Der Mangel an Sozialwohnungen sei es auch, was viele Menschen dazu zwänge, in baufällige Häuser zu ziehen, meint Florent Houdmon gegenüber Le Vif, der sich für die Stiftung Abbé Pierre im Grossraum Marseille gegen Armut und Wohnungsnot einsetzt. Solche Zustände gäbe es nirgendwo sonst in Frankreich. Dass ausgerechnet die Häuser der Armen einstürzen, sei kein Zufall, dessen ist sich auch der Linkspolitiker Jean-Luc Mélenchon von France Insoumise sicher, wenn er die Gedanken zahlreicher Bewohner Marseilles ausspricht.
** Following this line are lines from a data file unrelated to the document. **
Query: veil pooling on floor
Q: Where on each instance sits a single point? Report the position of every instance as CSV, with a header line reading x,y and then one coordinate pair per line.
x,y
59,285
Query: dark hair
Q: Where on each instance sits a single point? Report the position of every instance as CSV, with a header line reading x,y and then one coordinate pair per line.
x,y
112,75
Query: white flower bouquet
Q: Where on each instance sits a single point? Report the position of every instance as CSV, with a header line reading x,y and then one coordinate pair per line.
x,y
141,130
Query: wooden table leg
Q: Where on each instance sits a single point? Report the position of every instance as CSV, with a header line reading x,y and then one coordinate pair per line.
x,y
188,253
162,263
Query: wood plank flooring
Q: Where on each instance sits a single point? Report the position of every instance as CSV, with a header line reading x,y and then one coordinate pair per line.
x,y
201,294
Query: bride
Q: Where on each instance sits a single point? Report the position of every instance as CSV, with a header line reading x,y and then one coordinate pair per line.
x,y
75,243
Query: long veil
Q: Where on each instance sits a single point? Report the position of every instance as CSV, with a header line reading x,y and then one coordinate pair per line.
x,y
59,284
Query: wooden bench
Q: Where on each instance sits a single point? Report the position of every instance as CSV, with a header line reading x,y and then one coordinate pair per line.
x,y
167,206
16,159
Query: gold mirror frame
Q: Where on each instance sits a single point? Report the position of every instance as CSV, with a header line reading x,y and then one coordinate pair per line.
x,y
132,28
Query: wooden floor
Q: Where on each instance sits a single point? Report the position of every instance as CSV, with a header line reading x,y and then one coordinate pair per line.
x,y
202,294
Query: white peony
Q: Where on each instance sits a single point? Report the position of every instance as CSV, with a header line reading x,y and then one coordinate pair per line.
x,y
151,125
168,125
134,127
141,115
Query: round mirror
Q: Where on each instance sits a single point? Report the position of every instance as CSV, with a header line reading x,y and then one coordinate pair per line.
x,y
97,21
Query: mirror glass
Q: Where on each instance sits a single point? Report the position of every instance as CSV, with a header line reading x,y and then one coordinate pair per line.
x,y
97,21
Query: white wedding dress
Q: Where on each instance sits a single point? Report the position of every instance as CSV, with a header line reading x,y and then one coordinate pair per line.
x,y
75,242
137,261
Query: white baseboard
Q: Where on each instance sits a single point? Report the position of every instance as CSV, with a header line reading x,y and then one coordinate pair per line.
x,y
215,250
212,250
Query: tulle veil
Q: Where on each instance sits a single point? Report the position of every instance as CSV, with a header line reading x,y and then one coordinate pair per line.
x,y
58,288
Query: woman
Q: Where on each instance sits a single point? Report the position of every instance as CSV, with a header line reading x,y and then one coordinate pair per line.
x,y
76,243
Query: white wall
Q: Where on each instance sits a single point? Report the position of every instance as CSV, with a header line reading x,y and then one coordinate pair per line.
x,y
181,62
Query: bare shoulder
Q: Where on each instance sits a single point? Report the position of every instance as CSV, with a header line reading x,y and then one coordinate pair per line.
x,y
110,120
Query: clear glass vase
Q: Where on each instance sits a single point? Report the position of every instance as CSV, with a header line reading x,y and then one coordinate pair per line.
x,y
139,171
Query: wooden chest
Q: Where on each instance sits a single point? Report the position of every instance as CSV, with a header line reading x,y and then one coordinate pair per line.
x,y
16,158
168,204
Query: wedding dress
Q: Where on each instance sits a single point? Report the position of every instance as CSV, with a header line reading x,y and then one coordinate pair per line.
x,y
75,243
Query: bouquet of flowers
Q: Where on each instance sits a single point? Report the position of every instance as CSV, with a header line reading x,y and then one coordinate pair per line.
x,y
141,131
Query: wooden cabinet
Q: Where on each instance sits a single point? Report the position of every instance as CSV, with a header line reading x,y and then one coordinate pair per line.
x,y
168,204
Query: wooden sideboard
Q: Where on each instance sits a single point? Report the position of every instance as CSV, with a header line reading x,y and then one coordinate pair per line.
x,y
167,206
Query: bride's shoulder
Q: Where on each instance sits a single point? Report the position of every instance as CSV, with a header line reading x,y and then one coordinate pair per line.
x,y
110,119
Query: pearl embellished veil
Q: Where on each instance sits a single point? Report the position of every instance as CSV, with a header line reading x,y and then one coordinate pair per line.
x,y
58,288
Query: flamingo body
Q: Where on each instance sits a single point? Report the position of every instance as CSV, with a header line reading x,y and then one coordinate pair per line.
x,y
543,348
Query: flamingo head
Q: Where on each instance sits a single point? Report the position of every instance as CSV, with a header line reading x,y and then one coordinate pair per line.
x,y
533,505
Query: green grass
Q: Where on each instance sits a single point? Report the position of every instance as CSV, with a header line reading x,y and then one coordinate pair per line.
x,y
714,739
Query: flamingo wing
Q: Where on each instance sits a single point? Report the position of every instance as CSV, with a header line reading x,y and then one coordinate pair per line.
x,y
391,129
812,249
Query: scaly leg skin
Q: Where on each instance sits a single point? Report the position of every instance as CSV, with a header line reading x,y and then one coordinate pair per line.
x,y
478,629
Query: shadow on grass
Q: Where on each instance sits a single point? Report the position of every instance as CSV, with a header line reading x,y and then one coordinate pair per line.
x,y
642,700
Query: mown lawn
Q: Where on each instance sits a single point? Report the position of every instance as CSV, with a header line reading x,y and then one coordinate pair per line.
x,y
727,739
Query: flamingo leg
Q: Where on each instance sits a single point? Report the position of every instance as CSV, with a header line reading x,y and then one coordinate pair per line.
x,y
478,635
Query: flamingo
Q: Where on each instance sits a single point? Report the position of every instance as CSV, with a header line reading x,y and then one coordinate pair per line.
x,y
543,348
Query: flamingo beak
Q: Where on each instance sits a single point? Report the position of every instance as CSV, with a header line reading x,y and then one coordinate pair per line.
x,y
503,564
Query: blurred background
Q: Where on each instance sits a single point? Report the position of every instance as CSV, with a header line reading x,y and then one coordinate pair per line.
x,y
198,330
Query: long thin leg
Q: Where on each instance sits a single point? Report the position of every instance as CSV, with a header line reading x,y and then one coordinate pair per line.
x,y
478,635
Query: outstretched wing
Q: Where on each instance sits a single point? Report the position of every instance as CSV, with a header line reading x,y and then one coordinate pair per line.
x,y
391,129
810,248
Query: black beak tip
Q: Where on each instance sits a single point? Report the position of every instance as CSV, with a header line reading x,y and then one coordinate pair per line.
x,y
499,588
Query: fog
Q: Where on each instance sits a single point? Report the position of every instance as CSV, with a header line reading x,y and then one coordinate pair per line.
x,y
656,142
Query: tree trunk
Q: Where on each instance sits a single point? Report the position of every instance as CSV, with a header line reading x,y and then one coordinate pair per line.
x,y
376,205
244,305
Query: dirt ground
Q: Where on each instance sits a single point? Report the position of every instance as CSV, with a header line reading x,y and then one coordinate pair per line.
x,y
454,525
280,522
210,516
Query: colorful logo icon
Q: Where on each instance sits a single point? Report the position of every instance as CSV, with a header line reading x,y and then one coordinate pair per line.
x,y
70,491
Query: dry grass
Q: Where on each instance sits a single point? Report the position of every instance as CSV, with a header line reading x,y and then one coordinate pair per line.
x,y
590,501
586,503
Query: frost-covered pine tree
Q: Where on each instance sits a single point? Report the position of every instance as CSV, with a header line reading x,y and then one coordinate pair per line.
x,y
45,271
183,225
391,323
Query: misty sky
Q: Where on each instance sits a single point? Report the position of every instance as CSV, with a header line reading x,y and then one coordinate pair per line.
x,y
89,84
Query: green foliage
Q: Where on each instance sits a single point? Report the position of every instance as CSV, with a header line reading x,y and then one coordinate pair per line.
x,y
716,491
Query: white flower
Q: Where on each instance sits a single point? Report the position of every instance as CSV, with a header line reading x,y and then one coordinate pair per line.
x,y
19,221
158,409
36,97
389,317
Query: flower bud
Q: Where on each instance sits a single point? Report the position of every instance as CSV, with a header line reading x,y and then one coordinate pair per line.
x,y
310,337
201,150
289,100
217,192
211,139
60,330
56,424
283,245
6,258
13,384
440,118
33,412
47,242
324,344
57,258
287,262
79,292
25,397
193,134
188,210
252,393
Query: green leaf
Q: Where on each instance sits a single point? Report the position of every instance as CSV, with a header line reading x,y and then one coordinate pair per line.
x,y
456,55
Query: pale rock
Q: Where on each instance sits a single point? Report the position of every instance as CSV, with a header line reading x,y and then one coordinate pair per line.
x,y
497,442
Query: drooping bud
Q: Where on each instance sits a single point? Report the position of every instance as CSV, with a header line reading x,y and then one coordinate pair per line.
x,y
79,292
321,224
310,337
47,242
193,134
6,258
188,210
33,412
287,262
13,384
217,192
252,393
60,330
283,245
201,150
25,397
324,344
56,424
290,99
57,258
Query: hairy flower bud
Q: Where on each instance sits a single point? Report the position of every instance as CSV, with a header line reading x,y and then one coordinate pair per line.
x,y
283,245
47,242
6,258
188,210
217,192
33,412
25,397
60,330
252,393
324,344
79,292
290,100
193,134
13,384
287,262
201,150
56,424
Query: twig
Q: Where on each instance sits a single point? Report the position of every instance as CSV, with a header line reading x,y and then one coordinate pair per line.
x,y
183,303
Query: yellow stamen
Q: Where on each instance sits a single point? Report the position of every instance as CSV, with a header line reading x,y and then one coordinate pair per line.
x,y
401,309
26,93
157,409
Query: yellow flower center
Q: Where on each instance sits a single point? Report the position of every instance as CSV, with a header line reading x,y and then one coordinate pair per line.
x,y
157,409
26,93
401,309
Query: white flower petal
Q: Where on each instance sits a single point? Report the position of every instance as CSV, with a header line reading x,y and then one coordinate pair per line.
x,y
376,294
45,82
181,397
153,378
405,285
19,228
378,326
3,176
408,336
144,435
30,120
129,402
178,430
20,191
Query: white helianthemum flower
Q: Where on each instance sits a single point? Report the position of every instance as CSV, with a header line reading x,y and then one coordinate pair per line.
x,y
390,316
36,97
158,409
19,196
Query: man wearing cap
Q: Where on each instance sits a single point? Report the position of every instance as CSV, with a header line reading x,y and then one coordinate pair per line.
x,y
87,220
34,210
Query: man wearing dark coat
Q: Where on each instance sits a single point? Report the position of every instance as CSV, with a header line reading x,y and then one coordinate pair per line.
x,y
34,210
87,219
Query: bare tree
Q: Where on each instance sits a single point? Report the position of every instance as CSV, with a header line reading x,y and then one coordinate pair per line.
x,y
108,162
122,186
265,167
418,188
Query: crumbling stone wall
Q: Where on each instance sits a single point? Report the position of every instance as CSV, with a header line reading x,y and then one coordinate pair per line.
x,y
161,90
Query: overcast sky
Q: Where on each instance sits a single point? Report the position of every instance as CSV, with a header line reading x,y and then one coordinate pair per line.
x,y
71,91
Eine technische Erklärung für die Einstürze könnten die Tage zuvor aufgetretenen Regenfälle sein, welche auch für die Risse in den Wänden und eine nicht mehr in den Rahmen passende Haustür verantwortlich gemacht werden. Dennoch erklärt dies nicht die fehlende Umsetzung des bereits 20 Jahre zuvor beschlossenen Grundsatzes zur Sanierung, wie Patrick Lacoste von der Bürgerinitiative „Ein Stadtzentrum für alle“ gegenüber Le Vif klar stellt. Nun ermittelt die Staatsanwaltschaft wegen fahrlässiger Tötung. Jean-Claude Gaudin, seit 1995 Bürgermeister von Marseille, der aufgrund der Vorkommnisse stark kritisiert wurde, gab am Sonntag danach erstmals zu, nicht genug getan zu haben im Kampf gegen die heruntergekommenen Wohnverhältnisse. Einsicht als erster Schritt zur Besserung? Es wird sich zeigen. Bleibt zu hoffen, dass dieser Vorfall ein einmaliges Exempel bleibt, welches die Stadtverwaltung zum Handeln bringt.